Светлый фон

Для этого случая Максимилиан, всегда заботившийся о своем одеянии, заказал новый костюм. На нем был голубой камзол, белый шелковый жилет, вышитый серебром, черные шелковые штаны, белые чулки и башмаки с золотыми пряжками. Робеспьер возглавлял процессию. Он шел во главе депутатов Конвента, которые тоже принарядились по этому случаю. При этом получилось так, что Робеспьера отделяло от остальных депутатов большое пространство. Случайно или намеренно, но все подчеркивало его особую исключительную роль. Он произнес напыщенную речь вначале перед Тюильри, а затем на Марсовом поле, где Давид соорудил невероятно фантастические символы. Это были статуи чудовищ: Атеизма, Эгоизма, Раздоров и Честолюбия. Вся эта бутафория из картона, дерева и тряпок, пропитанных скипидаром, была подожжена Робеспьером. После этого должна была открыться взорам огромная статуя Мудрости. Но, видно, перелили скипидара, и огонь подпалил Мудрость, которая выглядела довольно глупо. Но звучала музыка, хор в две с половиной тысячи человек пропел специальный гимн Верховному существу.

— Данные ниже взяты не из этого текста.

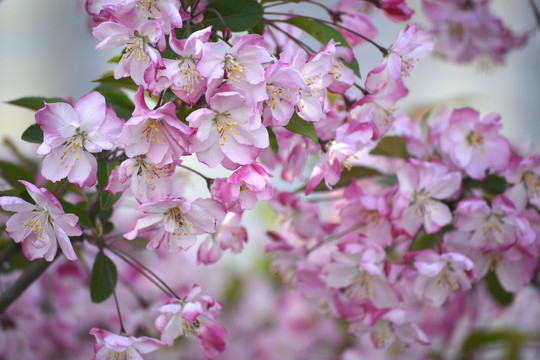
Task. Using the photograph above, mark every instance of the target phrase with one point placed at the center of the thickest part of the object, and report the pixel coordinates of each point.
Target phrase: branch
(30, 274)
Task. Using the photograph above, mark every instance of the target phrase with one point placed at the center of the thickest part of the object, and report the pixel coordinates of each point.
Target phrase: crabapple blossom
(283, 83)
(359, 270)
(138, 40)
(176, 222)
(475, 145)
(492, 228)
(110, 346)
(242, 62)
(158, 133)
(350, 138)
(422, 186)
(524, 174)
(386, 326)
(229, 235)
(411, 45)
(195, 314)
(230, 132)
(385, 87)
(72, 133)
(440, 274)
(146, 181)
(465, 30)
(246, 186)
(316, 72)
(42, 226)
(343, 76)
(182, 75)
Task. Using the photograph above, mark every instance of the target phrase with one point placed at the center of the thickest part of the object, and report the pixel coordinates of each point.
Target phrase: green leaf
(104, 277)
(33, 134)
(108, 79)
(497, 291)
(34, 102)
(391, 146)
(79, 210)
(257, 29)
(108, 200)
(324, 33)
(427, 241)
(356, 172)
(239, 15)
(12, 173)
(273, 141)
(118, 100)
(492, 184)
(298, 125)
(482, 338)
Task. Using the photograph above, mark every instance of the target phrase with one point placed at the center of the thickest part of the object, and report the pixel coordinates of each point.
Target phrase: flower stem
(30, 274)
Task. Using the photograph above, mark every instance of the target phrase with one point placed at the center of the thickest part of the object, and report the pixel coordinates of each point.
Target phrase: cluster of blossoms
(384, 252)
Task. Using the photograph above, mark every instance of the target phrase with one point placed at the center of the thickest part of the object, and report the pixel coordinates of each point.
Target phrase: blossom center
(446, 280)
(153, 132)
(360, 287)
(532, 183)
(72, 147)
(136, 46)
(234, 70)
(36, 224)
(150, 172)
(189, 74)
(225, 126)
(150, 6)
(476, 140)
(181, 225)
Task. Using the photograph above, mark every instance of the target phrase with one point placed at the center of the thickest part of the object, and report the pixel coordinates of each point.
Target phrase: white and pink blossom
(42, 226)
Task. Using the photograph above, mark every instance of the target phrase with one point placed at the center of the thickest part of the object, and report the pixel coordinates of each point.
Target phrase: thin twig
(27, 278)
(140, 267)
(382, 49)
(209, 180)
(297, 41)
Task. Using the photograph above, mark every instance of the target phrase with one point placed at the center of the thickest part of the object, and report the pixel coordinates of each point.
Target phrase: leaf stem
(141, 268)
(382, 49)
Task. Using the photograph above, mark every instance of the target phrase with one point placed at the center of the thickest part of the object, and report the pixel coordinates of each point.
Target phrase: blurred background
(46, 49)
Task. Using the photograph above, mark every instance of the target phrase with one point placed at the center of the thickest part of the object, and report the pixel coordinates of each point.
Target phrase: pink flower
(524, 173)
(282, 85)
(495, 228)
(351, 17)
(185, 80)
(194, 314)
(467, 30)
(350, 138)
(316, 72)
(229, 235)
(231, 130)
(111, 346)
(246, 186)
(475, 145)
(439, 275)
(39, 227)
(358, 268)
(71, 133)
(146, 181)
(411, 45)
(177, 222)
(242, 62)
(139, 41)
(158, 133)
(421, 185)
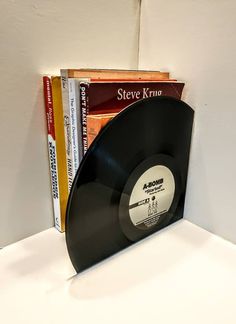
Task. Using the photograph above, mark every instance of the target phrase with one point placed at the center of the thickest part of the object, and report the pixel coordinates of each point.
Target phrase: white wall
(196, 41)
(37, 37)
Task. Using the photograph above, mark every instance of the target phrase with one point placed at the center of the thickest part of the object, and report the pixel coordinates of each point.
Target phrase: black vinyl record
(131, 181)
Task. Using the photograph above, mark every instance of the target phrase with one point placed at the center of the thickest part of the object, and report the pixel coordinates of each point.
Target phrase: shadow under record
(137, 264)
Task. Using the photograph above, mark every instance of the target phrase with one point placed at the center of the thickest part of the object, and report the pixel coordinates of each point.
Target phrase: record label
(151, 196)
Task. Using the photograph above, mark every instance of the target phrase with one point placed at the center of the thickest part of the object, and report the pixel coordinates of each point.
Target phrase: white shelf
(182, 274)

Напрягая голос, Робеспьер произнес речь, скорее напоминавшую молитву:

«Существо из существ! Творец природы!.. Защитники свободы могут доверчиво передать себя в твои руки, Верховное существо! У нас нет несправедливых молитв к тебе, ты знаешь создания, вышедшие из твоих рук… Вот наша молитва, вот наши жертвы, вот наше поклонение, которое мы тебе возносим!»

Вначале Робеспьер чувствовал себя превосходно. Сбылась его затаенная мечта: он принес людям источник величайшей радости и счастья! Но вернулся он домой измученный и удрученный: до его слуха донеслись обрывки насмешливых реплик по его адресу, которыми обменивались депутаты. Больше всего на свете он боялся выглядеть смешным! Он мучительно старался угадать по голосам, кто же занимался таким чудовищным кощунством и высмеивал его возвышенный замысел?

Видимо, он осознал всю нелепость чудовищного праздника в голодном Париже. Народу недоставало хлеба, а не гимнов. Робеспьер хотел спрятаться за Верховным существом от реальных проблем Революции. Вся затея оказалась лишь дополнительной причиной его растущей изоляции. И скоро он услышит от Бийо-Варенна: «Ты начинаешь надоедать мне со своим Верховным существом!»

Но что можно было ждать от этого скрытого эбертиста? После казни кордельеров, Шометта он вообще стал невыносим и в Комитете общественного спасения открыто проявлял свое раздражение. Беда в том, что признаки уныния, сомнений Робеспьер видел и у непоколебимого Сен-Жюста.

Если бы Неподкупный знал, что написал недавно этот самый безупречный его помощник в черновых записках: «Революция заледенела, все принципы ослабели; остаются одни только красные колпаки, прикрывающие интриганов. Применение террора пресытило преступление, как крепкие ликеры пресыщают вкус. Несомненно, еще не время для добра. Частичное благо — паллиатив. Нужно дожидаться общего зла, достаточно большого для того, чтобы общественное мнение испытало потребность в мерах, способных принести благо. То, что приносит общее благо, всегда страшно, и кажется странным, когда начинают слишком рано».